PAGE 3
The Cow
by
I remember one promising calf that I taught to “bunt” like a William goat. One day my eldest brother and my parent on my father’s side were cleaning out an open well, while the calf and myself lingered near, waiting for a glorious opportunity to merit killing. The old gentleman superintended the work and pulled up in an iron kettle the mud which the son of his youth industriously scraped from the bottom of an eighteen-foot well with much labor and an old tin pan. While he was leaning over the mouth of the well, pulling up a kettle of slush, his suspender buttons groaning and his tailor-made pantaloons strained to the utmost tension, I called the calf’s attention to him. The bovine grasped the situation, lowered his head, kicked up his heels, emitted a triumphant bellow, shot forward like a baseball reaching for the stomach of an amateur shortstop, and struck the rear elevation of the head of our distinguished house with the solid impact of an hydraulic ram toying with a stone fence. A moment later there was a sound from the bowels of the earth, but it was not a sound of revelry.

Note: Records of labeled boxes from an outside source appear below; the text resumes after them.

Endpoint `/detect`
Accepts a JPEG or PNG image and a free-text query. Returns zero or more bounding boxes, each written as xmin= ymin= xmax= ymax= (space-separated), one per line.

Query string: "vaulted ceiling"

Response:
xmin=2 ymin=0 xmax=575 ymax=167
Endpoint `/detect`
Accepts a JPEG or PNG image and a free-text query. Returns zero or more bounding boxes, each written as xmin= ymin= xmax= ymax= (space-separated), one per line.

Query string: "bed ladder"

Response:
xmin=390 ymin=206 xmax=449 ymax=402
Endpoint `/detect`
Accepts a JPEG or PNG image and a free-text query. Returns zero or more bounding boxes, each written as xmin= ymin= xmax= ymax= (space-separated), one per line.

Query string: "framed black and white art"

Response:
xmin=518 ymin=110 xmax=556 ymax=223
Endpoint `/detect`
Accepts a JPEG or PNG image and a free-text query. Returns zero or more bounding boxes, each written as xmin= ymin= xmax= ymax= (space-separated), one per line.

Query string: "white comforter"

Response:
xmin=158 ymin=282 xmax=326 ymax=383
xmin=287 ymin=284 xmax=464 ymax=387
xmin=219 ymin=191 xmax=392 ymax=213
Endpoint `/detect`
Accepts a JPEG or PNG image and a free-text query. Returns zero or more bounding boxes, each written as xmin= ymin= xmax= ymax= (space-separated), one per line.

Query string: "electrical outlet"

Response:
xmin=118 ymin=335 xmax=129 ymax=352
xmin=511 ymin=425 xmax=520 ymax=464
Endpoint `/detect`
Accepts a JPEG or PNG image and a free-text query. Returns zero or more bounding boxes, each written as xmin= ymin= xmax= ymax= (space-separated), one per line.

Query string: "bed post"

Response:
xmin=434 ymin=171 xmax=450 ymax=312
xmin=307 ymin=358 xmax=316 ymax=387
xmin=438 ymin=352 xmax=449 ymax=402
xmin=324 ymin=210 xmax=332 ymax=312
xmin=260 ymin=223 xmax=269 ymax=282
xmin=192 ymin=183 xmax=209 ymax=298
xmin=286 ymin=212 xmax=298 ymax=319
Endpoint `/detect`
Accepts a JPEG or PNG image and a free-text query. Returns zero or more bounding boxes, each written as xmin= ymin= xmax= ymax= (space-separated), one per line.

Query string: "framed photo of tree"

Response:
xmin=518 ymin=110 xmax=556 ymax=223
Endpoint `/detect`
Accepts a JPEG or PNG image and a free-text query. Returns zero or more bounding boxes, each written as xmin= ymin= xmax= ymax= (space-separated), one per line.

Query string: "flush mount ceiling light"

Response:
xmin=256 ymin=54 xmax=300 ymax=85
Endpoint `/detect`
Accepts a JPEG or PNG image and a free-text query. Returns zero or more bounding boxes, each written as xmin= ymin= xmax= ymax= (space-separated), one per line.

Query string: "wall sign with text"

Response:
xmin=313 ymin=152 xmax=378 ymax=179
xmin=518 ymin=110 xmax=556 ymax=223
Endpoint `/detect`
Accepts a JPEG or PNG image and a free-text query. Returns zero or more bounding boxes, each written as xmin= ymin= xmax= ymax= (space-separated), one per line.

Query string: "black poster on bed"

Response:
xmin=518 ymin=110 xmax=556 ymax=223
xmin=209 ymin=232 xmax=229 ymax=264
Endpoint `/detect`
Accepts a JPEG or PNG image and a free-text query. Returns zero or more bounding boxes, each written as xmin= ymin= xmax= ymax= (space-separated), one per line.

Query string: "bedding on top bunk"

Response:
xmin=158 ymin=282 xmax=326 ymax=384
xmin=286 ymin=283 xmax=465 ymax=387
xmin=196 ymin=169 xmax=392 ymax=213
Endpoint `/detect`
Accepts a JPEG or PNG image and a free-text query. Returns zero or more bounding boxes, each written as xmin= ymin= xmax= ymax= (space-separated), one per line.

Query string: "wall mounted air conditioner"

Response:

It resembled an able-bodied cyclone ripping up four miles of plank road and driving it through the pulsating heart of a colored camp-meeting. The calf had forgotten to remember the well, and while my respected sire was chasing the kettle to the bottom, the calf was chasing him. Half a dozen robust neighbors armed with a windlass and a two-inch rope dragged the youthful ox and his unfortunate companions from the pit, and the volunteer fire brigade was sent for to turn the hose on them. I haven’t forgotten the sequel to this little story; but it would not possess that lively interest for the great public that it did for me, so I will let it pass.